Contrasting Mechanisms and Reproducibility in Ultrasonic Grain Refinement
Early studies in welding, cladding, and casting concluded that cavitation was the primary driver of grain refinement, while the role of acoustic streaming was considered negligible. Recent synchrotron X-ray imaging studies have visualized acoustic streaming in laser additive manufacturing, yet still attributed refinement largely to cavitation, as the ultrasound intensities applied in those experiments exceeded the cavitation threshold.

This study demonstrates that equiaxed grain refinement can occur even in the absence of cavitation, proving that acoustic streaming alone is sufficient to achieve grain refinement. This finding resolves long-standing uncertainties regarding the contribution of acoustic streaming and addresses the scalability challenges associated with ultrasonic-assisted additive manufacturing.

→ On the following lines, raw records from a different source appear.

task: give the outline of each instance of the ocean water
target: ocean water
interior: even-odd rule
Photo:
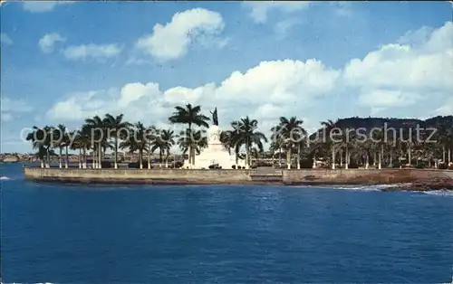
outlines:
[[[450,283],[453,195],[34,184],[0,165],[2,279]]]

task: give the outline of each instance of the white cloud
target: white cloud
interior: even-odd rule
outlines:
[[[10,121],[10,120],[13,120],[13,115],[11,113],[8,113],[8,112],[2,112],[1,113],[1,120],[2,122],[6,122],[6,121]]]
[[[122,51],[122,47],[116,44],[82,44],[69,46],[63,51],[64,56],[68,60],[86,60],[86,59],[108,59],[118,56]]]
[[[268,14],[273,11],[278,11],[289,14],[295,11],[301,11],[308,8],[313,1],[246,1],[244,5],[250,9],[249,15],[255,23],[265,23]]]
[[[56,43],[64,43],[66,39],[61,36],[59,33],[51,33],[45,34],[39,40],[38,46],[43,52],[51,53],[53,52],[53,45]]]
[[[50,12],[60,5],[73,4],[75,1],[24,1],[24,10],[31,13]]]
[[[0,33],[0,44],[13,44],[13,40],[5,33]]]
[[[274,30],[277,35],[277,39],[284,38],[289,31],[296,24],[300,24],[301,20],[298,18],[292,18],[284,21],[280,21],[275,24]]]
[[[206,115],[217,106],[221,127],[248,115],[258,119],[260,130],[266,132],[280,116],[304,118],[306,128],[312,128],[320,119],[335,118],[338,113],[331,113],[332,108],[357,104],[378,113],[389,108],[413,109],[435,96],[446,101],[436,112],[451,114],[451,33],[453,25],[448,22],[421,40],[410,42],[418,43],[382,45],[341,70],[313,59],[267,61],[246,71],[233,71],[221,82],[197,88],[162,90],[157,82],[133,82],[110,90],[76,93],[55,103],[46,118],[82,122],[87,117],[111,112],[124,113],[130,121],[165,125],[175,105],[190,102],[202,105]],[[434,112],[434,109],[426,111]]]
[[[140,38],[136,46],[160,61],[184,56],[189,45],[197,41],[214,43],[222,47],[225,40],[216,38],[224,28],[222,15],[197,8],[177,13],[165,25],[157,24],[151,34]],[[213,42],[211,42],[213,41]]]
[[[0,101],[0,114],[3,122],[13,120],[19,117],[20,113],[30,112],[33,108],[24,99],[12,99],[2,96]]]
[[[453,24],[407,33],[344,68],[343,83],[369,107],[403,107],[433,94],[453,93]]]
[[[436,115],[451,116],[453,115],[453,97],[450,97],[445,103],[435,111]]]

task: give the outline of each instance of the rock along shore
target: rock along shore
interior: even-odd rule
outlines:
[[[410,184],[383,188],[382,191],[453,191],[453,179],[447,177],[431,177],[418,180]]]

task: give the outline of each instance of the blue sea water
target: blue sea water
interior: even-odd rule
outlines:
[[[448,194],[45,185],[17,164],[0,175],[5,283],[452,281]]]

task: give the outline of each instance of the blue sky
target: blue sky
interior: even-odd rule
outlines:
[[[280,116],[453,113],[448,2],[11,2],[1,6],[2,152],[106,112],[169,127],[175,105],[266,132]],[[453,76],[451,76],[453,77]]]

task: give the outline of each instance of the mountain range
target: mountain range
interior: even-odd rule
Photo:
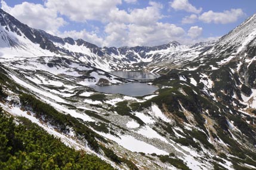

Divergence in Mechanical Reproducibility
Mechanical testing highlighted significant differences in reproducibility. Samples processed with non-contact ultrasound exhibited consistent yield strength, clustering around 582 MPa, and ultimate tensile strength near 994 MPa. In contrast, components formed with contact ultrasound showed highly variable mechanical properties: yield strength ranged from 427 MPa to 757 MPa and tensile strength from 890 MPa to 1070 MPa, due to porosity and microstructural heterogeneity.

The authors report that the non-contact method achieved reproducible properties in both tested alloys, underscoring its reliability compared to the high variability associated with high-intensity ultrasonic processing.

△ Effect of ultrasound on the single-track grain structure of Inconel 718. Image from Nature Communications.

This study redefines the established assumptions of ultrasonic-assisted metallurgy by demonstrating that grain refinement can be achieved without cavitation. Non-contact ultrasound at intensities below 20 W·cm⁻² enables refined grain structures, reproducible mechanical strength, and defect-free surfaces in alloys widely used in aerospace and energy applications. The researchers note that this method is also suitable for laser cladding and welding processes where melt pool stability is critical. The findings establish acoustic streaming as a viable mechanism for microstructural control and point toward a reproducible strategy for manufacturing large, complex metal components.